Elasticity is considered to be the most beneficial characteristic of cloud environments, which distinguishes the cloud from clusters and grids. Whereas elasticity has become mainstream for web-based, interactive applications, it is still a major research challenge how to leverage elasticity for applications from the high-performance computing (HPC) domain, which heavily rely on efficient parallel processing techniques. In this work, we specifically address the challenges of elasticity for parallel tree search applications. Well-known meta-algorithms based on this parallel processing technique include branch-and-bound and backtracking search. We show that their characteristics render static resource provisioning inappropriate and the capability of elastic scaling desirable. Moreover, we discuss how to construct an elasticity controller that reasons about the scaling behavior of a parallel system at runtime and dynamically adapts the number of processing units according to user-defined cost and efficiency thresholds. We evaluate a prototypical elasticity controller based on our findings by employing several benchmarks for parallel tree search and discuss the applicability of the proposed approach. Our experimental results show that, by means of elastic scaling, the performance can be controlled according to user-defined thresholds, which cannot be achieved with static resource provisioning.
Cloud resources can be dynamically provisioned according to application-specific requirements and are payed on a per-use basis. This gives rise to a new concept for parallel processing: Elastic parallel computations. However, it is still an open research question to which extent parallel applications can benefit from elastic scaling, which requires resource adaptation at runtime and corresponding coordination mechanisms. In this work, we analyze how to address these system-level challenges in the context of developing and operating elastic parallel tree search applications. Based on our findings, we discuss the design and implementation of TASKWORK, a cloud-aware runtime system specifically designed for elastic parallel tree search, which enables the implementation of elastic applications by means of higher-level development frameworks. We show how to implement an elastic parallel branch-and-bound application based on an exemplary development framework and report on our experimental evaluation that also considers several benchmarks for parallel tree search.

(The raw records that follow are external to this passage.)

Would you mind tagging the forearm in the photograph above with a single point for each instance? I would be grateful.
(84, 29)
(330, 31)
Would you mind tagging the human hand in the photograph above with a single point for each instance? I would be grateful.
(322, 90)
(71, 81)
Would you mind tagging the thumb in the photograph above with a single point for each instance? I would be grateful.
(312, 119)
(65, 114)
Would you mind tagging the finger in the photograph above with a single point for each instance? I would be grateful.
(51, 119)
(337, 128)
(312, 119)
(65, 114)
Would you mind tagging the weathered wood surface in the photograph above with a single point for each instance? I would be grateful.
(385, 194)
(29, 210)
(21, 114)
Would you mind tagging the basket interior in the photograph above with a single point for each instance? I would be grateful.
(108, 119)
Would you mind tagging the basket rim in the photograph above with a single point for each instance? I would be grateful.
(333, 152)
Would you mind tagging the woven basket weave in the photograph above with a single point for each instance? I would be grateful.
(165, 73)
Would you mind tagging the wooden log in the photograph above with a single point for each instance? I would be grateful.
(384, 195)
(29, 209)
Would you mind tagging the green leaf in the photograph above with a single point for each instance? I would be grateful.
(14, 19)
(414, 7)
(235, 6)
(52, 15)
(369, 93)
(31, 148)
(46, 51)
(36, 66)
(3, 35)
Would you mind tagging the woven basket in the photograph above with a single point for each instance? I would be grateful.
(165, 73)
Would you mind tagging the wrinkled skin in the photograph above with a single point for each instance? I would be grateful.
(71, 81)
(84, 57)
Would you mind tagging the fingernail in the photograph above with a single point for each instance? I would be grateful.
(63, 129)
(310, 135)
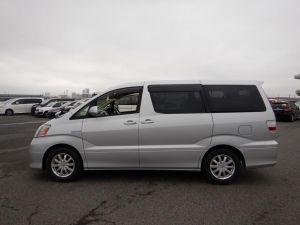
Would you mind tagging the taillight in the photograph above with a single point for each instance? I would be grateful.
(272, 126)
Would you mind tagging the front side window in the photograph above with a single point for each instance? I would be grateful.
(117, 102)
(176, 99)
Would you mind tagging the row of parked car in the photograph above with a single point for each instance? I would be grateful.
(39, 106)
(286, 110)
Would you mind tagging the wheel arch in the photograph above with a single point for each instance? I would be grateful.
(60, 146)
(9, 109)
(229, 147)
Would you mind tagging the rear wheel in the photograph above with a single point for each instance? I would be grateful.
(221, 166)
(9, 112)
(63, 164)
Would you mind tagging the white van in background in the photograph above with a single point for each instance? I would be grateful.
(18, 105)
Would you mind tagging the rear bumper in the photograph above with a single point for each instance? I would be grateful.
(260, 154)
(36, 151)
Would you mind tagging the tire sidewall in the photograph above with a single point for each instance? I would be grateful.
(206, 166)
(78, 166)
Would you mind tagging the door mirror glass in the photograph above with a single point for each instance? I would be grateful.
(93, 111)
(96, 112)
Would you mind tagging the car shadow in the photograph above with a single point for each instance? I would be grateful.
(248, 177)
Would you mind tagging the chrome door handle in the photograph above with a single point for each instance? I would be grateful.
(129, 122)
(146, 121)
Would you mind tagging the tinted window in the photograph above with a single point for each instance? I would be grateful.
(234, 98)
(176, 99)
(118, 102)
(32, 101)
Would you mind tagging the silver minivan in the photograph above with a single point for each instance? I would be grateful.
(18, 105)
(219, 128)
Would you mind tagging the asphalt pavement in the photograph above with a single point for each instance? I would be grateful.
(261, 196)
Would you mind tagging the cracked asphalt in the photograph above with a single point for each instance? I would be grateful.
(260, 196)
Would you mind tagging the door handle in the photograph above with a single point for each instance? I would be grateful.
(147, 121)
(129, 122)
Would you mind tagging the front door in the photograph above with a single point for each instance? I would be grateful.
(111, 139)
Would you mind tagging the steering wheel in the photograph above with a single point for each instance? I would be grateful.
(116, 110)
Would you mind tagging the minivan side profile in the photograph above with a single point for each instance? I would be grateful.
(18, 105)
(219, 128)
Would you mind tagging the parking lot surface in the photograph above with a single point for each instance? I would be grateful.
(260, 196)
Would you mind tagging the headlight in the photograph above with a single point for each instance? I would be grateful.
(43, 131)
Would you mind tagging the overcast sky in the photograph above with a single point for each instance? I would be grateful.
(52, 46)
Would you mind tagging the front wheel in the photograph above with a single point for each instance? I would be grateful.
(63, 164)
(222, 166)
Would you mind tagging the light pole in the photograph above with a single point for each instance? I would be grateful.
(297, 77)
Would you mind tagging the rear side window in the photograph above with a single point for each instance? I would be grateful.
(176, 99)
(234, 98)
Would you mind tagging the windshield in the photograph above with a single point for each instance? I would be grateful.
(51, 104)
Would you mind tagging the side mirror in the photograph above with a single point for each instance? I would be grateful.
(94, 111)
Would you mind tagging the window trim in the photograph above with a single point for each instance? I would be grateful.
(179, 88)
(94, 102)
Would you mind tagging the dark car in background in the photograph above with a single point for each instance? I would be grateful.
(286, 110)
(48, 101)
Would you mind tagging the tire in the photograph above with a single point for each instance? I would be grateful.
(71, 163)
(9, 112)
(216, 173)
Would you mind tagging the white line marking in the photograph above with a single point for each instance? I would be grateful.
(30, 122)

The cloud evolved into an attractive execution environment for parallel applications, which make use of compute resources to speed up the computation of large problems in science and industry. Whereas Infrastructure as a Service (IaaS) offerings have been commonly employed, more recently, serverless computing emerged as a novel cloud computing paradigm with the goal of freeing developers from resource management issues. However, as of today, serverless computing platforms are mainly used to process computations triggered by events or user requests that can be executed independently of each other and benefit from on-demand and elastic compute resources as well as per-function billing. In this work, we discuss how to employ serverless computing platforms to operate parallel applications. We specifically focus on the class of parallel task farming applications and introduce a novel approach to free developers from both parallelism and resource management issues. Our approach includes a proactive elasticity controller that adapts the physical parallelism per application run according to user-defined goals. Specifically, we show how to consider a user-defined execution time limit after which the result of the computation needs to be present while minimizing the associated monetary costs. To evaluate our concepts, we present a prototypical elastic parallel system architecture for self-tuning serverless task farming and implement two applications based on our framework. Moreover, we report on performance measurements for both applications as well as the prediction accuracy of the proposed proactive elasticity control mechanism and discuss our key findings.